Тамулис и Барков с двух сторон прильнули к трубке.

— Постой, Егоров, Барбешки — это ведь за чертой города, на территории райотдела… Чего же мы головы ломаем? Звони Максимову.

— Они уже ничего не успеют сделать. Людей им не найти, а выезжать нужно минут через пятнадцать…

— Вот черт!

Все они прекрасно понимали муки Шальнова.

…Инструкция на этот счет предельно ясна и лаконична. Узнав о готовящейся краже, работники милиции должны во что бы то ни стало помешать совершению преступления. Но предупредить кражу можно по-разному: можно просто, как будто случайно, появиться у магазина, и преступники, особенно, если они впервые идут на преступление, откажутся от него и, может быть, навсегда. И можно взять преступников с поличным. Поймать при попытке совершить кражу или с орудиями совершения преступления, устроить засаду. И это слово «засада» Шальнов больше всего боялся произнести.

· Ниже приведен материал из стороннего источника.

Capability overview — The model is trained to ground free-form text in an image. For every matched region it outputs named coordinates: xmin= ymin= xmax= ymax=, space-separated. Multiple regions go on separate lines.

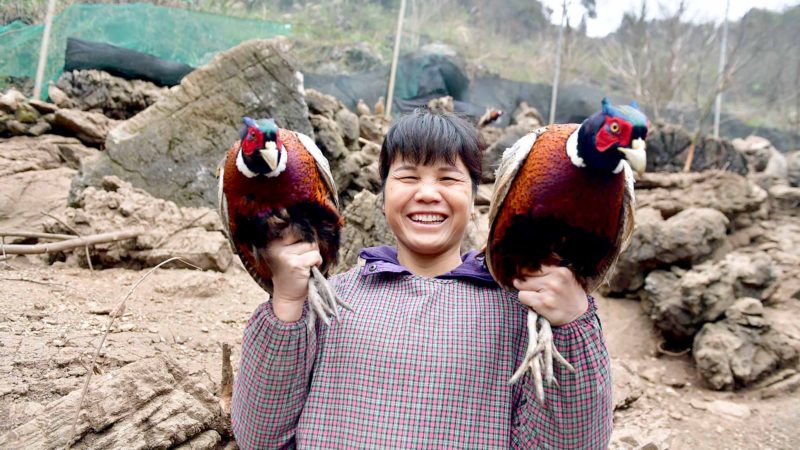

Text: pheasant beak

С точки зрения некоторых теоретиков, человек, находящийся в засаде, своим поведением создает условия для совершения преступления.

— Да… Мало с нас дела Румянцева…

Шальнов имел в виду не кинофильм: милиционер Румянцев во время дежурства на стадионе пытался скрутить руки разбушевавшемуся хулигану и тот, вырываясь, вывихнул себе кисть руки. Румянцева уволили из милиции.

Егоров нервничал.

…Неужели невзначай подъехать к проходной завода к концу смены и, увидев там Волчару и Гошку, проверить у них документы? Предупредить это преступление, чтобы Волчара через месяц, тщательнее подготовив, совершил другое, более серьезное?!

— Кто разговаривал с Джалиловым?

— Барков.

— Пусть Барков позвонит на квартиру к подполковнику Макееву и доложит сам, — подумав, сказал Шальнов. — Разрешение на такую операцию в компетенции руководства управления…

В душе он был за засаду, но это было хлопотливо и небезопасно.